Where the beacon event actually lives

The parameter is the fix, but where you put the event matters for the rest of your architecture — and it's worth showing, because the placement solves a second problem at the same time.

My affiliate links resolve through a server-side registry (the product slug maps to a cloaked /go/[slug] URL), and that registry is validated with Zod. None of that should ship to the browser. So the actual click event lives in a deliberately minimal "use client" leaf that receives an already-resolved href and does exactly one browser-only thing — fire the gtag event:

components/mdx/AffiliateLink.tsx
"use client";
 
import Link from "next/link";
 
// Minimal client component: fires the GA click event and renders the link.
// It receives the already-resolved href so the affiliate registry (and Zod)
// stay server-only and never reach the browser bundle.
export function AffiliateLink({
  href,
  slug,
  retailer,
  linkType,
  className,
  children,
}: AffiliateLinkProps) {
  return (
    <Link
      href={href}
      rel="sponsored nofollow"
      target="_blank"
      onClick={() => {
        if (typeof window !== "undefined" && window.gtag) {
          window.gtag("event", "affiliate_click", {
            product_slug: slug,
            retailer,
            link_type: linkType,
            transport_type: "beacon",
          });
        }
      }}
      className={className}
    >
      {children}
    </Link>
  );
}

Two details in that onClick guard are doing real work:

  • typeof window !== "undefined" keeps it safe during server rendering — the component renders on the server first, where there is no window, and this stops it throwing.
  • && window.gtag handles the case where gtag isn't loaded yet.

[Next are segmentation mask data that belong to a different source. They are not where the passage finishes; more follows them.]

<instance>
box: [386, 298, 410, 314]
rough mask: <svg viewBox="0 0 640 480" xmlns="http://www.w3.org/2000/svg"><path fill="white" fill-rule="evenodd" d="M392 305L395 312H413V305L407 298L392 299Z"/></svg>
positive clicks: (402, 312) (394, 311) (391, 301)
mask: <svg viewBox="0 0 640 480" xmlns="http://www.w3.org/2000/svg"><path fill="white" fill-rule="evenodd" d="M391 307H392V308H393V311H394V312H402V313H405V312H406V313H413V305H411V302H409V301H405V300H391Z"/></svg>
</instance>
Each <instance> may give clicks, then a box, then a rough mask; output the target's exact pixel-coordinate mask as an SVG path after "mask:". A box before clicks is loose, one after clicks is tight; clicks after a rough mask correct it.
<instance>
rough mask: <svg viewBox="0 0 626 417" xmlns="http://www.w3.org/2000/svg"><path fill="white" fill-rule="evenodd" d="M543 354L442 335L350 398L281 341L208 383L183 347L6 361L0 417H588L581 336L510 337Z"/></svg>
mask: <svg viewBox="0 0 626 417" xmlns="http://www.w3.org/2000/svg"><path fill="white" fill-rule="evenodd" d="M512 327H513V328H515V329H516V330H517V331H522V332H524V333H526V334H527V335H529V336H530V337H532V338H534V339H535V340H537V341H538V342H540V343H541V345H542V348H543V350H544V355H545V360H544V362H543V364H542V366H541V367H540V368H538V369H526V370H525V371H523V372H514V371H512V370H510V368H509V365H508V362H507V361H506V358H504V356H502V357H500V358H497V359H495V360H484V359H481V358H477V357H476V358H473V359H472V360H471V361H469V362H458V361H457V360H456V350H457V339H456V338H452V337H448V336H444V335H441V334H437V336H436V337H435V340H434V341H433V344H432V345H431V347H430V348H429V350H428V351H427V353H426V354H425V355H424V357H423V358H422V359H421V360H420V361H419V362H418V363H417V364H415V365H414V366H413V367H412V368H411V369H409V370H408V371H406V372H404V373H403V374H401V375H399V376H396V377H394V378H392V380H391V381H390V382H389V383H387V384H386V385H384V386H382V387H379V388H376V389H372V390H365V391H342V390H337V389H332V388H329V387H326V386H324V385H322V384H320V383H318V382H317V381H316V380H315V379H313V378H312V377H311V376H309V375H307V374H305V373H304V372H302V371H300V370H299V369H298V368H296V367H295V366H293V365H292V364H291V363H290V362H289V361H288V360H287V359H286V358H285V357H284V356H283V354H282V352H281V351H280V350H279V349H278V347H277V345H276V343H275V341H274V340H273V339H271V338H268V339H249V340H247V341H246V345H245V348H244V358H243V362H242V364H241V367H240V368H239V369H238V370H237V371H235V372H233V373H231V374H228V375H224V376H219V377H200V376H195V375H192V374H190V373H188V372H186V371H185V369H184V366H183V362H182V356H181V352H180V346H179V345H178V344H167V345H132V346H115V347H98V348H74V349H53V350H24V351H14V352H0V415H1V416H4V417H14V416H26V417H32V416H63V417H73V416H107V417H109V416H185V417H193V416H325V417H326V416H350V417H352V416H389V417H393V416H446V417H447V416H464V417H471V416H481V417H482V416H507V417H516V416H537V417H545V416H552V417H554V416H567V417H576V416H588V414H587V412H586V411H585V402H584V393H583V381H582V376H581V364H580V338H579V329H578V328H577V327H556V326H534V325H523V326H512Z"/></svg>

On this site, analytics are consent-gated — GA loads only after the visitor accepts the cookie banner — so window.gtag may legitimately not exist. The guard means a click before consent simply doesn’t fire an event, instead of crashing. No consent, no gtag, no tracking — which is exactly the behavior you want.

This is the same principle as keeping server-only modules out of the client bundle: the client component is kept as thin as possible — one browser-only job, a pre-resolved href handed in — so the registry and Zod stay on the server. The beacon parameter resolves the dropped events; the thin-leaf structure is what keeps the fix from dragging your whole affiliate system into the browser.

FAQ

Why did inline links track fine but my buttons didn't? Inline links the reader opened in the same tab (and returned from) kept the page alive long enough for the default request to complete. Links that navigate away or open a new tab start unloading the page immediately, canceling the in-flight request. Beacon survives the unload.

Doesn't GA4 already use beacon by default? Modern gtag often does, but it's not guaranteed for every event and setup. If events are disappearing on navigating links, set transport_type: 'beacon' explicitly rather than trusting the default — it's the difference between "probably" and "reliably."

Is there any cost to adding transport_type: 'beacon'? Practically none. It's near-universally supported, and unsupported browsers fall back to the standard transport. Add it to any event that fires alongside a navigation.


The takeaway: the Network panel showing a request isn't the same as that request arriving. I was asking a page that was already leaving to finish my homework — beacon is how you hand it off on the way out.